By:Larm has in its fifteen years of existence undoubtedly become Scandinavia's most prominent showcase event. Held annually in mid-February in various venues scattered around the Norwegian capital it offers a lineup of over 120 well-chosen acts. Scandophiles, music press and industry professionals flock to Oslo from around the world to experience, in unforgiving sub-zero temperatures, generous amounts of Nordic talent. Thankfully the weather was - compared to previous years - a tad more welcoming this year. So The 405 roamed for three nights through Oslo's nooks and crannies in order to bring you the best that the Scandinavian music scene has to offer.

Here are our highlights:

Oyama (IS)

Does the world need a shoegaze band from Reykjavík? You probably nod doubtfully, but hold your horses…Oyama can deliver! The select few noise enthusiasts present at Revolver on Thursday night were in for an aural treat. Júlía Hermannsdóttir and Úlfur Alexander Einarsson’s have got both the songs and the live credentials to get even the most incredulous My Bloody Valentine and Jesus and Mary Chain fan interested.


What makes Swedish pop sound so unique? Is it the assertive female vocals? Is it the elegant guitar licks? Is it the use of the right synth sound? With a dynamic 15-minute sonic blitz Stina Wäppling & co. left everyone gathered at Jaeger on Friday night wanting for more.

Phantom (FI)

A hooded man triggering samples from a weird-looking controller provided the sonic backdrop for Hanna Toivonen's eerie and fragile vocals. The influences of Helsinki duo Phantom are not that difficult to pin down - anything between Cocteau Twins and Massive Attack would be accurate enough. Their downtempo electropop textures - although not hugely original – are well-crafted and captivating.


MØ’s Friday night performance in a packed Stratos showcased not only that the restless Karen Marie Ørsted has a huge stage presence, but that she also has the material to back it up. Ørsted deserves the hype that has been thrusted upon her, but as far as her live set up is concerned this writer would have welcomed more live instruments and fewer backing tracks. It's a pity to undermine this way an otherwise flawless pop offering.


Choir Of Young Believers and Chimes & Bells member Cæcilie Trier is a busy bee. Her latest project is the art-pop ensemble CTM that bears eclectic influences from the early ‘80s such as Roxy Music and Kate Bush. Armed with Roland synthesizers and the trademark deep voice of extremely talented Copenhagener, CTM delivered a solid performance at Stratos on Saturday night.

Highasakite (NO)

Norwegian indie outfit Highasakaite have captivating – almost spiritual – songs that have considerable potential of crossing over to the mainstream.

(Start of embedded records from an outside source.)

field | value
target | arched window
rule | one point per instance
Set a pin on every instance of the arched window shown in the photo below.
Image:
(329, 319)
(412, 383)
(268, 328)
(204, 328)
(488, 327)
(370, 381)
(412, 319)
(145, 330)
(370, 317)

Tiny Ingrid Helene Håvik has a pristine voice and a confident stage demeanour. This is highly promising stuff.

Further weekend highlights include an intimate church performance by the renowned Danish collective Efterklang, a compelling gig by dark Swedish songstress Anna von Hausswolff, a neo-classical set by Icelandic composer Valgeir Sigurðsson; and two energetic shows by Finnish alternative rockers Black Twig, and Norwegian female-fronted quartet Carmen Villain.